Besides investments, the pension market also provides an attractive opportunity in South Korea. Aside from Japan, no Asian nation is aging as fast as South Korea. The government is committed to pension reform and many private pension schemes are being established. This will attract a great number of companies keen to enter this market, including insurers and asset managers. Contenders for market share will have to build sales forces with the credibility to sell these plans and they will need the right products. Armed with these attributes the companies need to position themselves as a retirement brand.
 

So what does the future hold for South Korean players? Part of the answer lies in the future sales of investment-linked products and the fast developing retirement market. If investment products were to fall out of favor, foreign insurers could be faced with a slowdown in sales, given the small proportion of traditional products in their current mix of offerings. This may not be fatal, however, since the life insurance business has been through these cycles many times before. The quality of the sales forces will determine the speed at which they can adapt to different equity market environments and switch to other more conservative products.
 
Will incumbents fight back or at least halt the erosion of market share with new products and distribution methods? They need to do something, having faced five years of erosion by newer players who, like themselves, are operating in a market that is showing a slower rate of growth. It is difficult to be bullish about the Big 3 incumbents. Slowed by decades of inertia and legacy issues, they have yet to aggressively launch fundamental reform programs to halt the slow decay of their market share. While they cannot be written off (it is probable that one or two out of the group will be successful in their transformation), as a group, they will continue to witness a decline in their traditional dominance of the industry. 
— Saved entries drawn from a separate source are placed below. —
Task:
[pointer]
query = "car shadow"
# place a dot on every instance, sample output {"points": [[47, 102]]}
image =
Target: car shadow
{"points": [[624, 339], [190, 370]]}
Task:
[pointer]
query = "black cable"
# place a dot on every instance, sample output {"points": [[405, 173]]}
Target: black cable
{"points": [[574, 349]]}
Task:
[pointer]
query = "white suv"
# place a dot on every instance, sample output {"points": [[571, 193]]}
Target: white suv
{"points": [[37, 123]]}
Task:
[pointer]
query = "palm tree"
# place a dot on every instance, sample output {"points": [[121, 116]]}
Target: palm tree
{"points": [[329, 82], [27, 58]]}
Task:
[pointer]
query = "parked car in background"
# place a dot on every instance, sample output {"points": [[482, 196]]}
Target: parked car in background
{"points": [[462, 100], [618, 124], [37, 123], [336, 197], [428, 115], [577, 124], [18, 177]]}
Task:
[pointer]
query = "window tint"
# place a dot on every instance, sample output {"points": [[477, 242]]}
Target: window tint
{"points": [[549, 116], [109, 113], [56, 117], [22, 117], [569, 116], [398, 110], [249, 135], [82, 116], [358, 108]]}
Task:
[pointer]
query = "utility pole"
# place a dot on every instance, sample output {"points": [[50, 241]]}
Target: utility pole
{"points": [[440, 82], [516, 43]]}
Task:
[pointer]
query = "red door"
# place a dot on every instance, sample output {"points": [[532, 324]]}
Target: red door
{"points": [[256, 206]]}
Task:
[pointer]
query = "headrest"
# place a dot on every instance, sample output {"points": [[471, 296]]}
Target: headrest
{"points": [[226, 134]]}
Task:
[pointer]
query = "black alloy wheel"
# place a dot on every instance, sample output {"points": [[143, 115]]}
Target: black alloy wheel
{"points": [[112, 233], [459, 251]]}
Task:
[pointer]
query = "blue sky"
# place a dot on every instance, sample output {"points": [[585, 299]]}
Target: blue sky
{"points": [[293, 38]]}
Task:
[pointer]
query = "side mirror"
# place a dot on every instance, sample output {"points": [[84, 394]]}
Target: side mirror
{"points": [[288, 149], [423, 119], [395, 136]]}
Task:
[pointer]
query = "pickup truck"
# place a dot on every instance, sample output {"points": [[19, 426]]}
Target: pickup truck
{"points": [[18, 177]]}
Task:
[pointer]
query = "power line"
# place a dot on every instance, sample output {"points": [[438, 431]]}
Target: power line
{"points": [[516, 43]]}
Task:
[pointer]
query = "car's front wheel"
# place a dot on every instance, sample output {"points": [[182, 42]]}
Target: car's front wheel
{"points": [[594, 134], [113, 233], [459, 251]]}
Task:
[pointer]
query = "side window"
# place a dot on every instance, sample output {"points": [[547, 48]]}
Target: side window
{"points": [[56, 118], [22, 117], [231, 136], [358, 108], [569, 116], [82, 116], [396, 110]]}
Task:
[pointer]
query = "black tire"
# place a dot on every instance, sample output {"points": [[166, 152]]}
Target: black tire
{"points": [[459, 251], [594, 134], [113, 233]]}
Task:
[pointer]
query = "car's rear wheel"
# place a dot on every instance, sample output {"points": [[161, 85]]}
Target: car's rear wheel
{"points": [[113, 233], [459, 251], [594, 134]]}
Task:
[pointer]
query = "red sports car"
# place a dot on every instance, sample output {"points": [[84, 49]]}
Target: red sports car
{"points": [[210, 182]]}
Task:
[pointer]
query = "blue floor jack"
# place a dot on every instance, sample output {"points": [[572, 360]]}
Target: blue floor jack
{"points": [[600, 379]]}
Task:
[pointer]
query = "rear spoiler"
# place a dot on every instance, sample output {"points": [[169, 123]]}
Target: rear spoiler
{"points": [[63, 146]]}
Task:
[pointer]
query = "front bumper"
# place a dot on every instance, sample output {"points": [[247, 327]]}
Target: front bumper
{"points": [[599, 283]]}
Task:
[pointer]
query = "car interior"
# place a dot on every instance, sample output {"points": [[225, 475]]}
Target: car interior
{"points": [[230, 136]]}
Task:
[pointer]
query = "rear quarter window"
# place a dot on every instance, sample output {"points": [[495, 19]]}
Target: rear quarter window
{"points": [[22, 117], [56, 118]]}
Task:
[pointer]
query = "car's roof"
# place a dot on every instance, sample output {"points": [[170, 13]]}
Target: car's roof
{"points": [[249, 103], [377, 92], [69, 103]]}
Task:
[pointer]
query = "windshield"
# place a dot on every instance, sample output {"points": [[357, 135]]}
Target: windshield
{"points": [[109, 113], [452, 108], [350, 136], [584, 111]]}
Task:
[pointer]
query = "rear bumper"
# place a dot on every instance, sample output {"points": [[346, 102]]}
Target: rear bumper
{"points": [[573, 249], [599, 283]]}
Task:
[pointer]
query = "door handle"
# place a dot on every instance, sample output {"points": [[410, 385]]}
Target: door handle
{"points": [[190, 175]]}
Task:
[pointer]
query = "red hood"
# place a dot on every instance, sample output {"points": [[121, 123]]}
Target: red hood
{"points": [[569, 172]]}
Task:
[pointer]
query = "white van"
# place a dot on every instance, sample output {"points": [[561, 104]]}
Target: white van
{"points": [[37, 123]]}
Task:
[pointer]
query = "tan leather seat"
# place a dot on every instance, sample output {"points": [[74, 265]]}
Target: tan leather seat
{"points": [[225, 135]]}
Overall though, the fundamental growth prospects in the South Korea market remain positive. It is estimated that premiums will expand by 5 percent annually until 2012. While the market is on a slightly slower growth trajectory than before, the prospects remain quite attractive for many of the attackers in the market. This is a market poised for drastic change - in 10 years, it will not be surprising at all to see the competitive landscape quite different from the one we see today. The winners will be those that can continue to best serve the increasingly sophisticated and aging customers. To find out more, you can check out Medical Insurance In South Korea.